Join me in considering a conundrum:
For more than half a century the essential first step to do a startup is to write a Business Plan. This Plan would take the form of a thick binder filled with pages of words, numbers, designs, etc. showing the ideas and projections for the new business.
The binder is copied and handed out to a small number of people involved in the startup who would then put it on a self and ignore it.
Investors will require a business plan, but they will ignore it.
How can this be?
The answer is that the value of a Business Plan is in the critical thinking that you need to do in order to create the plan, not in the plan itself. The plan tries to explain what the parties intend, but once the venture is launched, the plan becomes obsolete.
No battle plan survives first contact with the enemy.
The above words are the wisdom of a great military strategist of the 19th century. Can you imagine going into a battle without a plan? That would be suicide. Yet, at the first shot, the plan is obsolete.
The value of a Business Plan is the critical thinking that has created it.
And you can not be lazy and just do the valuable part, the thinking, you must follow through and do the thing that will be ignored, the Plan itself, the document, the pitch deck. You must create the evidence of your critical thinking.
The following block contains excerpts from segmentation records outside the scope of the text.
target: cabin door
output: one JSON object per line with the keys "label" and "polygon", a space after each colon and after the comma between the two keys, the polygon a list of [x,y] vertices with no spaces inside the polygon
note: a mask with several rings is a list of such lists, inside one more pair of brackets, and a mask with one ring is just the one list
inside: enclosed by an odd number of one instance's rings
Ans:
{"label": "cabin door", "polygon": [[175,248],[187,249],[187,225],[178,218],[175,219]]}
Writing a business plan gives birth to a new life form. As expected with birthing, it is painful. Can this pain be delegated, as to a surrogate?
Some people have trouble with the discipline that is required to create the Business Plan, and they will want to Delegate this step. The common wisdom is that this is a mistake. However, if the Plan (and therefore the startup) will not exist without getting help to create the Plan, then it must be delegated.
It still requires Work. The founder(s) must be fully involved in lengthy discussions with whoever is preparing the Plan, and review and approve the several versions of the Plan as it evolves.
How I create a Business Plan
The final form of the Business Plan could be a 3-ring binder, or a PDF file, or a PowerPoint pitch deck. It doesn't have to take any particular form, but it must be written. See Commandment #4: Write It Down. Tables, charts, graphs are helpful. Color helps get ideas across.
For me it usually starts out with those old-school yellow note pads and a ball point pen, medium point, blue. I never use a pencil, probably because they are dirty, the point is ever-changing, needing maintenance, so it's a distraction from the process itself. To make corrections, I simply cross out and rewrite. It looks ugly at first, but it gets better looking as I move through the process.
To start, I make one page for each major section of the Business Plan. At the top of the page I write the section heading, such as Executive Summary, Financials, People, Technology, Competition, Legal, Product/Service Definition, etc.
Then I attack the Executive Summary. If any part of the Business Plan is read by anyone, ever, it will be the Executive Summary. This should be a maximum of 2 pages, and at the very front of the document. It should be written in a language an idiot could understand, describing in general terms what the business is all about, and why you are going to do this thing.
Then I just start writing about each of the other sections in the outline. It is typical that I will write a few lines about one section, which will spur a thought that I'll want to write down for another section, and then I'll return to writing more on the previous section.
Once I have enough written so that it becomes disorganized, then I start using the computer, preferably Word on the Mac, and type out the stuff I have written, with page breaks and sections as on the original notes. People who really know what they are doing with Word can make easy work of creating an Index, table of contents, links, and proper fonts, sizes, headings, etc. I don't get too involved in that level of detail at this stage, and usually delegate the final cosmetics of the Plan to a talented assistant.
After the Plan has gone through a few rounds of review and update by the founders, it is ready for final printing and distribution. And eternal obscurity.
Separate plans are created for the follow-on documents such as Pitch Deck, website, apps, etc. These plans will drive the creation of these essential outputs, but the plans themselves will also become irrelevant very quickly.
Welcome to the wacky wonderland of startups!